Source : Gallica
Georges Fourest
Ce poète français, né en 1867, mort en 1945, est surtout connu pour son recueil La Négresse blonde.
L’un de ses pseudonymes était Triboulet (bouffon de Louis XII, entre autres). Dans ses poèmes, il rit des grands modèles de la littérature (Phèdre, Andromaque, Iphigénie...).
Va, je ne te hais point.
Corneille
Le palais de Gormaz (1), comte et gobernador (2),
est en deuil : pour jamais dort couché sous la pierre
l’hidalgo (3) dont le sang a rougi la rapière (4)
de Rodrigue appelé le Cid Campeador (5).
Le soir tombe. Invoquant les deux saints Paul et Pierre
Chimène, en voiles noirs, s’accoude au mirador
et ses yeux dont les pleurs ont brûlé la paupière
regardent, sans rien voir, mourir le soleil d’or…
Mais un éclair, soudain, fulgure en sa prunelle :
sur la plaza (6) Rodrigue est debout devant elle !
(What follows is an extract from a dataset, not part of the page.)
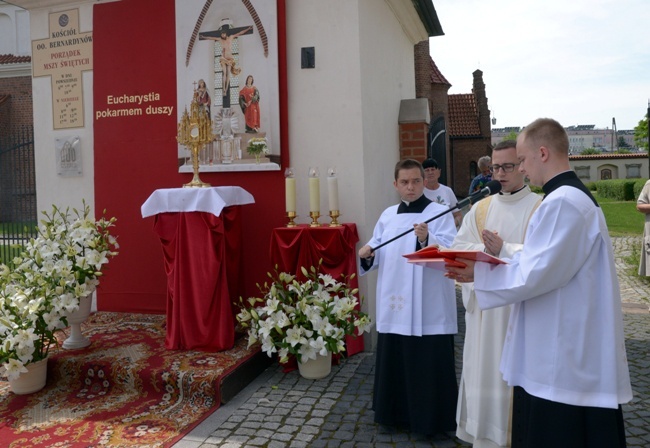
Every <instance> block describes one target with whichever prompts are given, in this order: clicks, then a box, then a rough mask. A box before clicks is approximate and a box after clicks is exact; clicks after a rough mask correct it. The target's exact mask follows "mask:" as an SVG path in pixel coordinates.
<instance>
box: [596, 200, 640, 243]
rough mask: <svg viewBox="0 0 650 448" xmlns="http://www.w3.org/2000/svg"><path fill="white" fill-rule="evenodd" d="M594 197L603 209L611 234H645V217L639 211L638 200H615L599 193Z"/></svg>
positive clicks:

Impassible et hautain, drapé dans sa capa,
le héros meurtrier à pas lents se promène :
« Dieu ! » soupire à part soi la plaintive Chimène,
« qu’il est joli garçon l’assassin de Papa ! »
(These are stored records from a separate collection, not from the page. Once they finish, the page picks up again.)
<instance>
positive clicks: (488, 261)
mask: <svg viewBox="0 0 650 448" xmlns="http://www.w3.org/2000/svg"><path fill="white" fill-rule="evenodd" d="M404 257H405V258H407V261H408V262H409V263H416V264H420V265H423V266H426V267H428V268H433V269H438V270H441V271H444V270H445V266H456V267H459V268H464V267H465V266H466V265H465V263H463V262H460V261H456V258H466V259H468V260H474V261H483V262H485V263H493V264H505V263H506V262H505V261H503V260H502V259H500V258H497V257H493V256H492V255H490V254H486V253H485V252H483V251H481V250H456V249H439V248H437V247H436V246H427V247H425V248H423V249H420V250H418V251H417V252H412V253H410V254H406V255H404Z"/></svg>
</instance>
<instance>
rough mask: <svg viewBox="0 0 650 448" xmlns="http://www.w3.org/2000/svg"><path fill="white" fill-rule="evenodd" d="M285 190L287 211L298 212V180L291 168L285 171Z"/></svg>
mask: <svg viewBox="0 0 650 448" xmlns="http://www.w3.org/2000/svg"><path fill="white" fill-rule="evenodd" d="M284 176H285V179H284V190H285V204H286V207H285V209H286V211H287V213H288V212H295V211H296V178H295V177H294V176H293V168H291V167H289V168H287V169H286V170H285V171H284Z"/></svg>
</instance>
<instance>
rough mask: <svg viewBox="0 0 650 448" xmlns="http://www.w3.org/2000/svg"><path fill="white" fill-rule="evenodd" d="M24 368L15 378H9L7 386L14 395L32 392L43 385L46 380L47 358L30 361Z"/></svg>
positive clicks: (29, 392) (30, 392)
La Négresse blonde de Georges Fourest
Notes :
1 - Le palais de Gormaz : le comte de Gormas est Don Gomès, le père de Chimène.
2 - Gobernador : gouverneur en espagnol.
3 - L’hidalgo : le noble espagnol.
4 - La rapière : épée longue, effilée et dont la garde a la forme d’un hémisphère.
5 - Le Cid Campeador : le Cid est le surnom donné par les Maures à Rodrigue. Cela veut dire «le seigneur». Campeador signifie «preux, courageux».
6 - La plaza : la place en espagnol (voir plus loin «la capa», la cape).